La verdad es que no vale más la vida de un ciudadano que la de otro; así lo reconocen nuestras leyes y constituciones desde que en el mundo civilizado la democracia reemplazó a las monarquías, donde sí se distinguía entre la vida de un súbdito y la de un miembro de la realeza. En el libro de Génesis hallamos la interesante historia de Sodoma y Gomorra, ciudades corrompidas hasta tal punto que Dios decidió destruirlas; pero que, según el relato bíblico, hubiesen sido perdonadas si, además de Lot y su familia, se hubiese encontrado un solo justo en ella.

A diferencia de lo que ocurriría si los hombres dirigiésemos un evento similar, el pasaje mencionado no dice que se privilegió a los gobernantes de la ciudad o a los hombres más influyentes, o a los mercaderes más ricos y poderosos, para rescatarlos de tal castigo; lo único que importaba a Dios en esos momentos era el corazón de la persona, y así sigue siendo para Él siempre. Qué pena que los hombres seamos tan diferentes, pues ponemos encima nuestro a cualquiera que creamos importante, famoso, influyente o poderoso, y en complemento, nos sentimos superiores ante quienes consideramos humildes, intrascendentes o comunes.

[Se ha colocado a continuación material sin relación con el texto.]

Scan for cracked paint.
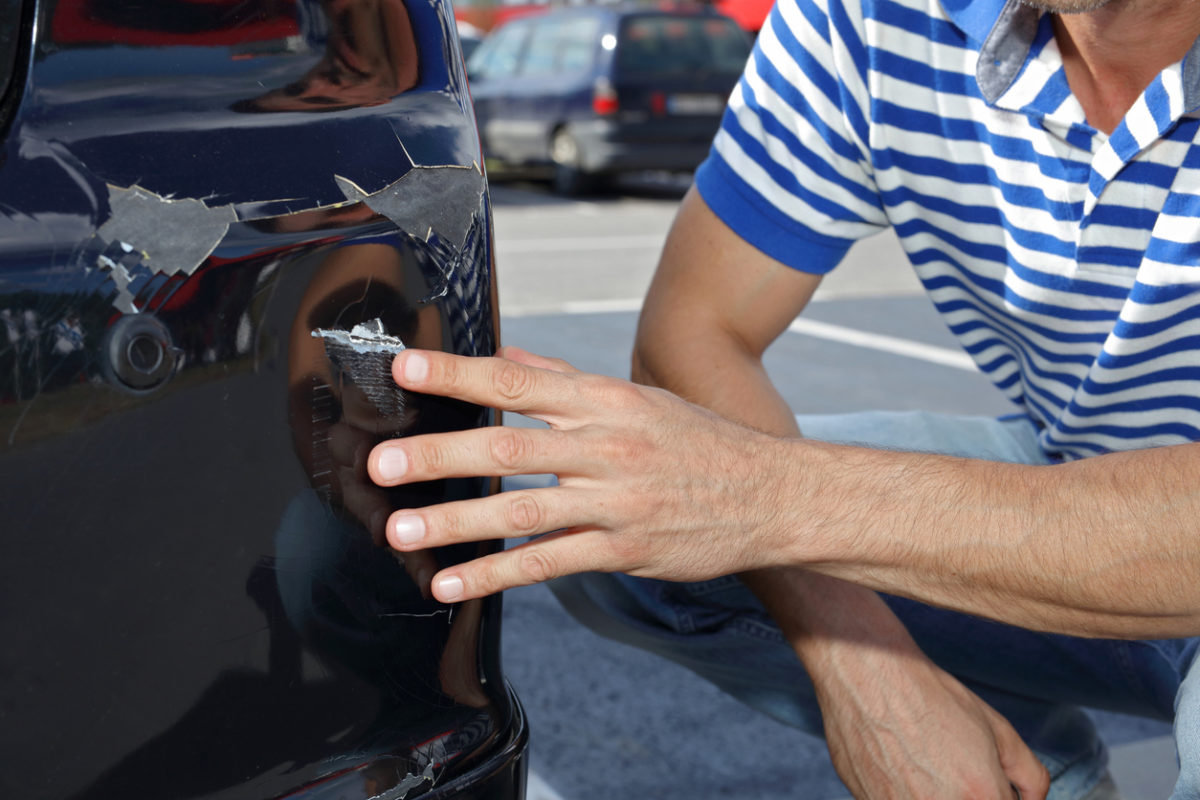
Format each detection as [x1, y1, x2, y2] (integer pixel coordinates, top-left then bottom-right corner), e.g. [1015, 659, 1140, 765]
[378, 608, 452, 619]
[94, 157, 485, 315]
[95, 185, 237, 313]
[379, 762, 435, 799]
[335, 161, 484, 251]
[312, 319, 407, 419]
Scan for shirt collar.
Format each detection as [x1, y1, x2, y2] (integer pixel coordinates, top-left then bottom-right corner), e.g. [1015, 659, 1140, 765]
[937, 0, 1011, 46]
[939, 0, 1200, 110]
[1184, 37, 1200, 114]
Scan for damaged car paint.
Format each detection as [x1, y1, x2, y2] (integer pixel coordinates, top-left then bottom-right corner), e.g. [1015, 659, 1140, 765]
[313, 318, 408, 422]
[0, 1, 526, 799]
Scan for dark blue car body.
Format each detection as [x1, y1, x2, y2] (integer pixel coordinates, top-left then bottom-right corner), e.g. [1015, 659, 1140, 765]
[0, 1, 526, 798]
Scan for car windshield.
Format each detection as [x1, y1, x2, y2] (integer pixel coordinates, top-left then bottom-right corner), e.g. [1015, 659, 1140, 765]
[615, 15, 749, 77]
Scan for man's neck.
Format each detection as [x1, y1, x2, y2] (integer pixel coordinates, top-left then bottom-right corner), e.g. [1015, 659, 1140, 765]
[1052, 0, 1200, 134]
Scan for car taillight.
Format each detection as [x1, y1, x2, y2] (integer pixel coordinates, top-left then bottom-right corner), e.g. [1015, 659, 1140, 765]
[592, 78, 618, 115]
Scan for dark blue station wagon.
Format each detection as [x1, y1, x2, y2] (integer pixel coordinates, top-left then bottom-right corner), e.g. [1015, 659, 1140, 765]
[467, 4, 751, 194]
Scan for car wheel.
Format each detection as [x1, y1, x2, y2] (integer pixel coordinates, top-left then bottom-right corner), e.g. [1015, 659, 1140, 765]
[550, 127, 594, 196]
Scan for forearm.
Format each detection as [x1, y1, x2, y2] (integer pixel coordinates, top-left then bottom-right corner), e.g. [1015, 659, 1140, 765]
[631, 196, 806, 434]
[631, 261, 922, 669]
[771, 436, 1200, 639]
[631, 320, 796, 436]
[635, 246, 1200, 640]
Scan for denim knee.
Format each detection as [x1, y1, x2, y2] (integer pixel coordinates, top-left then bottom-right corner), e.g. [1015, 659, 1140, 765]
[1171, 651, 1200, 799]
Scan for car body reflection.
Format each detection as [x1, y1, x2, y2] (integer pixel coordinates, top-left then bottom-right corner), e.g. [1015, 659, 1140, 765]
[0, 1, 526, 799]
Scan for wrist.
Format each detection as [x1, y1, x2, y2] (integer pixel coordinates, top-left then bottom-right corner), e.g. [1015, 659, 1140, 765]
[761, 436, 866, 570]
[741, 566, 924, 667]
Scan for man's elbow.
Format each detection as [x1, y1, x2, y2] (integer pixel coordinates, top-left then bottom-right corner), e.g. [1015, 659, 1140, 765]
[630, 333, 663, 388]
[630, 291, 680, 386]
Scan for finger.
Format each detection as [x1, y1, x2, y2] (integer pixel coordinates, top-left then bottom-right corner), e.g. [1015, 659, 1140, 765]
[427, 530, 608, 602]
[990, 709, 1051, 800]
[496, 345, 579, 374]
[390, 349, 582, 416]
[385, 486, 600, 550]
[369, 425, 575, 486]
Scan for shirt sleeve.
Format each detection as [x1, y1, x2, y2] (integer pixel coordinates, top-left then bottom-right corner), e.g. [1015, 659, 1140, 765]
[696, 0, 889, 274]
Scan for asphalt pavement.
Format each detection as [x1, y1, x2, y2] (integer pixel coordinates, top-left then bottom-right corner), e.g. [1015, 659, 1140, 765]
[488, 176, 1180, 799]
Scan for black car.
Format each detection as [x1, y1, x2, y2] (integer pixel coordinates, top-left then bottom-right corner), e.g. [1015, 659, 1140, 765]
[0, 1, 526, 798]
[467, 4, 750, 194]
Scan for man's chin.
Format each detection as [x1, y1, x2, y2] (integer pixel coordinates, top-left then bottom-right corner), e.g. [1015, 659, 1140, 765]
[1018, 0, 1117, 13]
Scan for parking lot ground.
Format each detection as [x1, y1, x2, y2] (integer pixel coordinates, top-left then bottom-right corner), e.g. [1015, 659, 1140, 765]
[491, 181, 1179, 800]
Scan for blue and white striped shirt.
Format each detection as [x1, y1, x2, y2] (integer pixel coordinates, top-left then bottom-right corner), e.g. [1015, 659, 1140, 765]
[695, 0, 1200, 461]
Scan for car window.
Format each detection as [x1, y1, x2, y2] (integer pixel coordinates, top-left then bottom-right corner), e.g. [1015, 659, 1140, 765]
[522, 19, 561, 76]
[615, 15, 749, 77]
[517, 16, 598, 77]
[557, 16, 600, 74]
[467, 20, 528, 79]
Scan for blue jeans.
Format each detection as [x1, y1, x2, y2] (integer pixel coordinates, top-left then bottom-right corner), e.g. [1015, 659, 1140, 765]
[545, 411, 1200, 799]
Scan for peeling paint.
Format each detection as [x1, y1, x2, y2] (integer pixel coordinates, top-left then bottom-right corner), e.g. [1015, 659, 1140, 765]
[93, 158, 485, 315]
[312, 319, 406, 354]
[95, 185, 237, 313]
[312, 319, 407, 419]
[335, 162, 484, 251]
[387, 762, 435, 799]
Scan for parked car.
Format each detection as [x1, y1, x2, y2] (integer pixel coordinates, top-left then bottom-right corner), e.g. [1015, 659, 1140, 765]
[466, 4, 751, 194]
[0, 1, 526, 799]
[458, 20, 486, 62]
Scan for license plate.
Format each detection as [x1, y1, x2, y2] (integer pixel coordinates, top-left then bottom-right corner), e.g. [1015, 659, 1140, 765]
[666, 93, 725, 115]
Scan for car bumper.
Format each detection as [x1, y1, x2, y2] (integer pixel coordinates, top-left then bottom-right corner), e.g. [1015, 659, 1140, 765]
[570, 118, 718, 174]
[285, 684, 529, 800]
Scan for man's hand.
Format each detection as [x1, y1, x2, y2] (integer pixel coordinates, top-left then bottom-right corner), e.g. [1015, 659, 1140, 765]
[747, 567, 1050, 800]
[366, 346, 1052, 799]
[367, 346, 793, 603]
[814, 640, 1049, 800]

El bien más preciado que tenemos es la vida, y sólo Dios, quien es dueño de ella, puede quitárnosla; por esto, cualquiera que tome la vida de otro por propia mano o la de terceros, será juzgado no sólo por la justicia del hombre, a la cual la Biblia compara como trapo de inmundicia, sino por el juicio de Dios, de cuya mano no escapará; así ha sido desde Caín, quien simboliza al fratricida por excelencia, cuyo crimen se repite diariamente, sin que el Creador vaya a dejar de juzgarlo, en su día.